During the induction of Crassulacean acid and metabolism by environmental stresses in the common ice plant (Mesembryanthemum crystallinum L.), enzyme activities involved in glycolysis and gluconeogenesis, including enolase (2-phospho-D-glycerate hydrolase), increase significantly. In this study, we describe two nearly identical cDNA clones (Pgh1a and Pgh1b) encoding enolase from the common ice plant. This cytoplasmically localized enzyme is encoded by a gene family of at least two members. The polypeptides encoded by these cDNAs share a high degree of amino acid sequence identity (86.7-88.3%) with other higher plant enolases. Enolase activity increased more than 4-fold in leaves during salt stress. This increase was accompanied by a dramatic increase in Pgh1 transcription rate and the accumulation of enolase transcripts in leaves. Pgh1 transcript levels also increased in leaves in response to low temperature, drought, and anaerobic stress conditions and upon treatment of unstressed plants with the plant growth regulators abscisic acid and 6-benzylaminopurine. In roots, enolase transcripts increased in abundance in response to salt, low and high temperature, and anaerobic stresses.

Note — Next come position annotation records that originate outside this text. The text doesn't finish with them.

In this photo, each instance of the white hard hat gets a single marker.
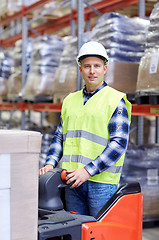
(92, 48)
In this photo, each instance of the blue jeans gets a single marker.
(89, 198)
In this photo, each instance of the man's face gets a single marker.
(93, 70)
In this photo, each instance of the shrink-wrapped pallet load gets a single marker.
(147, 88)
(40, 80)
(19, 163)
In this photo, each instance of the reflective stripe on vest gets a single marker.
(87, 135)
(85, 131)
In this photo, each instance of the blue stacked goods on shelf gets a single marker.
(123, 37)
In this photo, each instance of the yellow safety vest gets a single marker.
(85, 131)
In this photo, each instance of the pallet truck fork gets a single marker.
(120, 218)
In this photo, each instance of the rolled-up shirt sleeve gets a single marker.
(119, 133)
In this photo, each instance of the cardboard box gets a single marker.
(19, 164)
(122, 76)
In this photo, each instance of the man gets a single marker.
(92, 136)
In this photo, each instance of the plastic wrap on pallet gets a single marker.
(148, 74)
(142, 165)
(46, 56)
(15, 79)
(16, 5)
(66, 74)
(152, 40)
(5, 72)
(3, 8)
(123, 37)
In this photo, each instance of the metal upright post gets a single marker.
(157, 129)
(80, 36)
(73, 24)
(140, 130)
(24, 47)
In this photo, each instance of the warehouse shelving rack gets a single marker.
(78, 15)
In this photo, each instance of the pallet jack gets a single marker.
(120, 218)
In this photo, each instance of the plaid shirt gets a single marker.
(118, 131)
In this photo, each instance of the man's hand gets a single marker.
(78, 176)
(45, 169)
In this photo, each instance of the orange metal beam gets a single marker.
(19, 14)
(145, 110)
(22, 106)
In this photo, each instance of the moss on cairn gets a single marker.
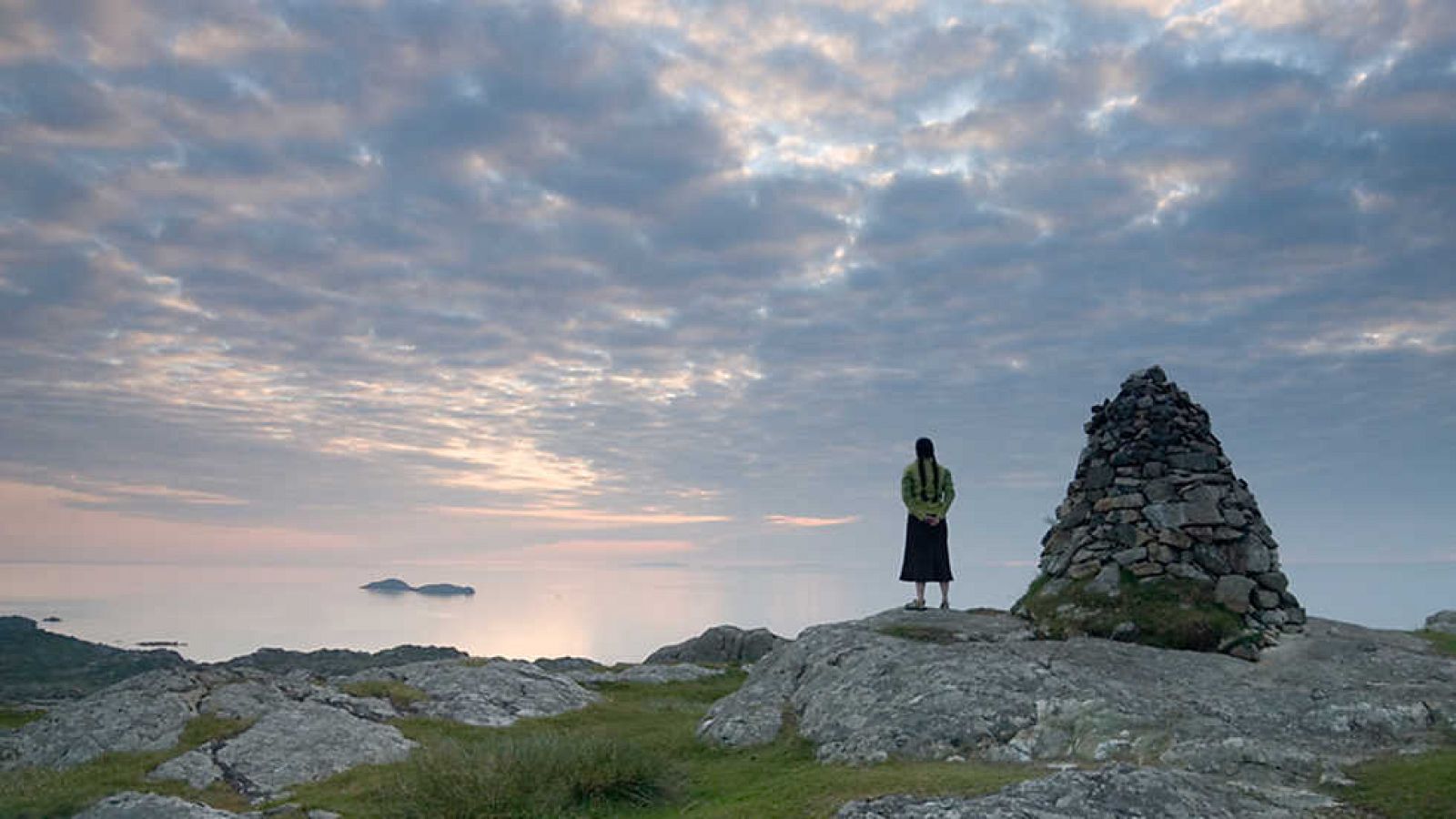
(1167, 612)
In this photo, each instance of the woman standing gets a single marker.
(926, 491)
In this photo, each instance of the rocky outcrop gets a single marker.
(337, 662)
(491, 693)
(1111, 793)
(892, 685)
(1155, 500)
(133, 804)
(720, 644)
(302, 743)
(143, 713)
(46, 666)
(1443, 622)
(647, 673)
(298, 727)
(395, 586)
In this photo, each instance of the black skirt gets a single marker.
(928, 557)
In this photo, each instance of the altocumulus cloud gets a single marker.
(628, 266)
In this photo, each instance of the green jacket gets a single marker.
(914, 499)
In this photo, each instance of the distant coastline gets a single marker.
(397, 586)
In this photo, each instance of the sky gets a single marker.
(669, 283)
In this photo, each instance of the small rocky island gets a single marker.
(397, 586)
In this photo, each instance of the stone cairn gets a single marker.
(1154, 494)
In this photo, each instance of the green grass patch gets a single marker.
(1171, 612)
(12, 719)
(1421, 785)
(399, 694)
(34, 793)
(1445, 643)
(632, 753)
(921, 632)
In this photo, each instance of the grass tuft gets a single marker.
(1421, 785)
(400, 695)
(34, 793)
(645, 722)
(1169, 614)
(1445, 643)
(12, 719)
(529, 775)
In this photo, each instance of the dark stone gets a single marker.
(1213, 559)
(1125, 533)
(1098, 477)
(1193, 460)
(1274, 581)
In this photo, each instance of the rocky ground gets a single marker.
(1158, 733)
(954, 685)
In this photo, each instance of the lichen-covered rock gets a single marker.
(133, 804)
(197, 768)
(143, 713)
(864, 693)
(648, 673)
(1155, 500)
(305, 742)
(720, 644)
(492, 693)
(1111, 793)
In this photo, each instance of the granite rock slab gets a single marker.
(720, 644)
(1334, 695)
(491, 693)
(142, 713)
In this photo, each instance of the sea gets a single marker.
(609, 614)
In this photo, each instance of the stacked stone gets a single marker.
(1155, 494)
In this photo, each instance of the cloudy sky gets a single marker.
(679, 283)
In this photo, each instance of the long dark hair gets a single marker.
(925, 450)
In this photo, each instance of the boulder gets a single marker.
(1330, 697)
(564, 665)
(490, 693)
(133, 804)
(1110, 793)
(720, 644)
(305, 742)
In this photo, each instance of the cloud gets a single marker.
(798, 521)
(593, 266)
(584, 518)
(616, 548)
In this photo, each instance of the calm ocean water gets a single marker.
(606, 614)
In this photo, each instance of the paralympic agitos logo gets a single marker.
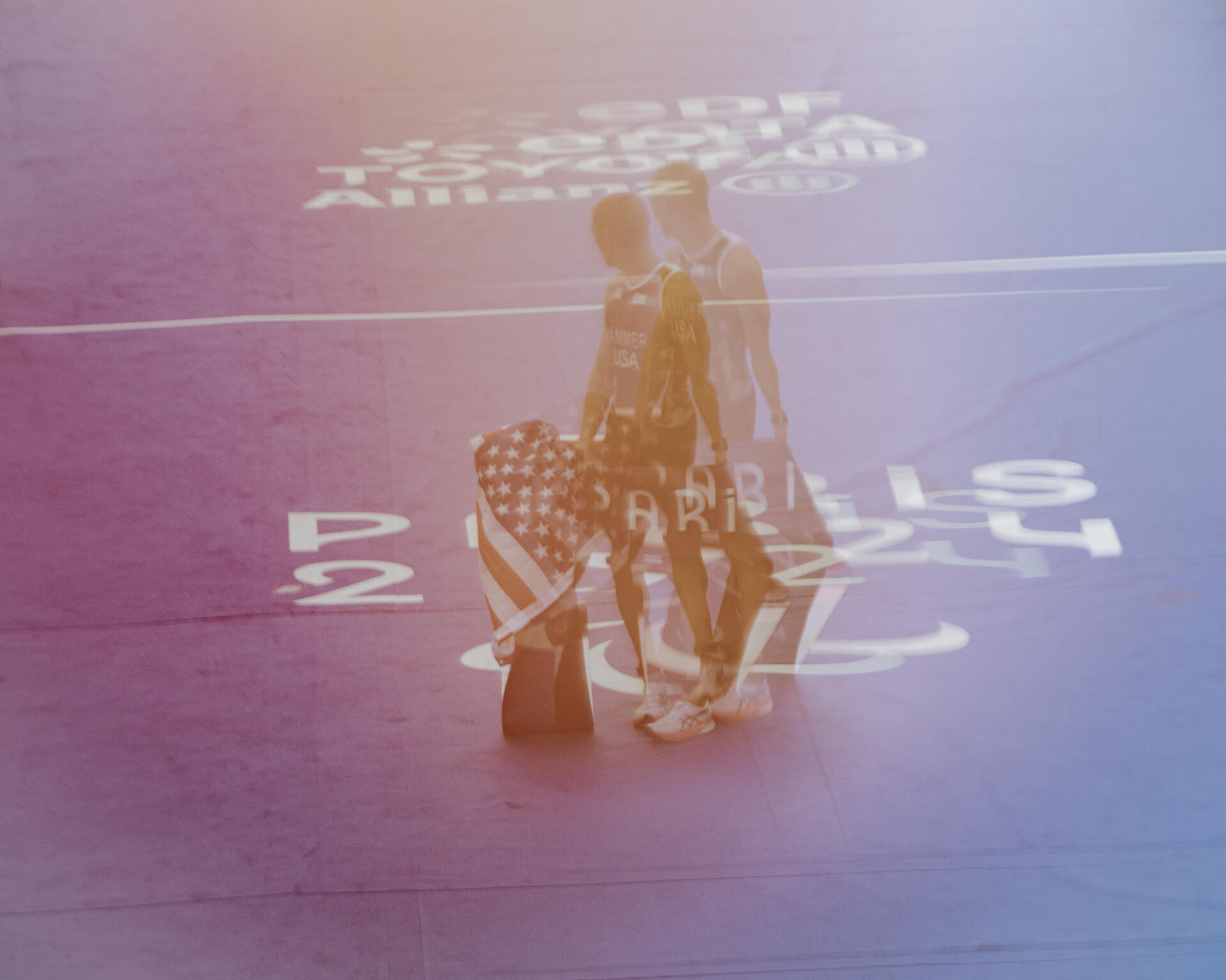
(799, 144)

Surprisingly, we observed no increase in enolase protein levels, despite the increased levels of mRNA and enzyme activity during salt stress. The stress-induced increase in enolase activity is therefore due to posttranslational regulation of steady-state enzyme pools. Our results demonstrate that the stress-induced shift to Crassulacean acid metabolism in the ice plant involves complex regulatory control mechanisms that operate at the transcriptional, posttranscriptional, and postranslational levels.